Snowy mountains below blue sky and white clouds, a meadow of croci at the front
A field of wild croci with the Alp mountains Eiger, Mönch and Jungfrau in the background. Croci are known as an early and sure sign of spring.
Photo:
Wikimedia Commons

Main content

In changeable times, the seasons can feel like stable and lasting landmarks to orient ourselves over the year. Seasons act as societies’ cultural building blocks; they set a rhythm to our lives often without us consciously thinking about it.

But the meanings of seasons too change over time. Today, communities worldwide are witnessing rapid disruption to seasonal rhythms – from climatic and other changes - and questioning whether their cultural frameworks still hold. Some see this as a loss of humanity’s cultural heritage and urge us to ‘save the seasons’

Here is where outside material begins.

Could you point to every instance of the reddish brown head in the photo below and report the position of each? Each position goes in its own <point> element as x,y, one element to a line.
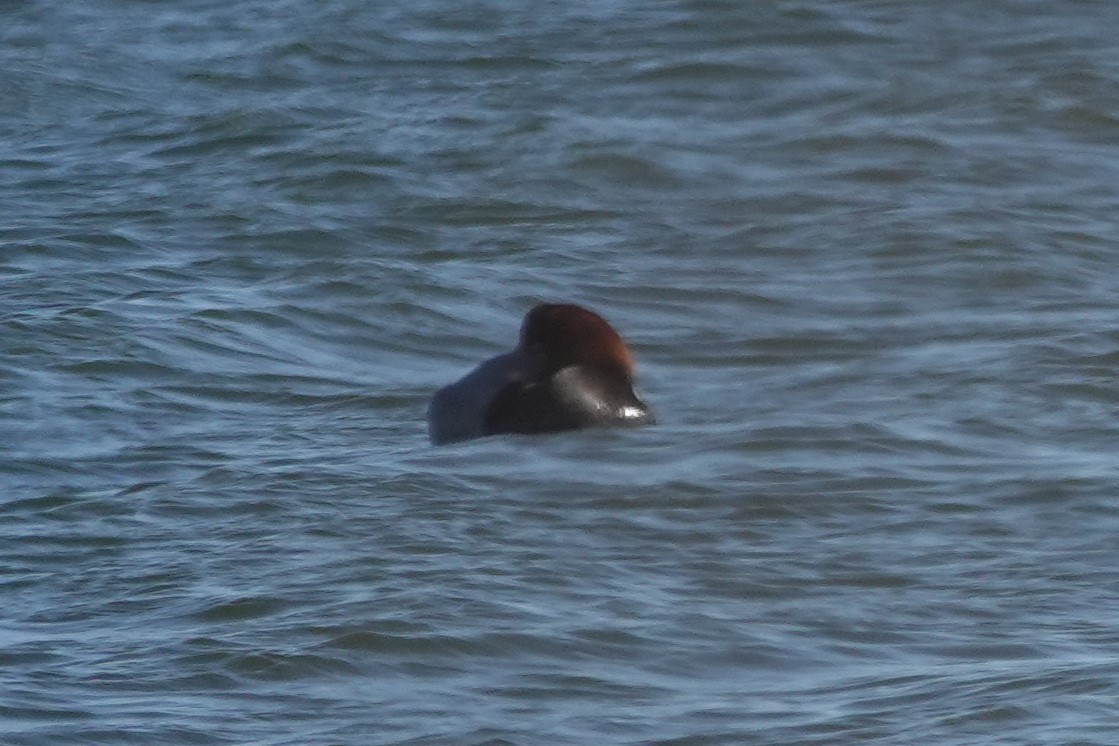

However, societies are always transforming their cultural frames of seasons, and today we see further efforts to predict and control seasons; through seasonal forecasts, or climate-controlled environments for example.

The CALENDARS project is uncovering how seasonal calendars organise diverse activities around Bergen, and in global case studies. Researchers work with diverse groups – from artists to beekeepers, climate scientists to teachers – to study seasonal cultures and transform them to fast-changing conditions and expectations.

This symposium took place at the old Christinegaard house on 5 May, 2022.

It began with sets of plenary talks (from 09.00–14.00) organized by three themes:

Seasons and time
Barbara Adam - "A poetic theory of seasons"
Michelle Bastian - "Seasonal thinking within phenology"
Gordon Walker - "Energy-rhythms and seasonal cultures: from curtains to control rooms"

Seasons and culture
David Macauley - "Second Nature: The Seasons, Beauty, and Cultural Imagination"
Sarah Strauss - "Time is Out of Joint: Culture, Seasonality, and Shifting Transitions"
Rosario Carmona - "Chasing the seasons. Pehuenche experiences of rapid ecological change in the Southern Andes"

Changing seasonality
Stefan Sobolowski - "What’s in a name: reflections on seasons and seasonality from a physical science perspective"
Miriam Jensen - "Disruptive Situated Seasons: The Effort to Control and Maintain Stable Seasons within an Unsettled River Landscape"
Simon Meisch - "Changing climate, changing beekeeping"

Seasons and art

After the talks, participant were able to explore artworks created by artists, film-makers and writers in collaboration with the CALENDARS project and triggering reflection on what seasons mean to us, spread over different rooms of the house. This included a documentary film from New Zealand film-maker James Muir, a virtual reality simulation of Bergen for playing with time by Magnhild Øen Nordahl and Cameron MacLeod from Aldea, poetry by Barbara Adam, and exercises for making contemporary primstav calendars.

Attendance was free and includes lunch and refreshments.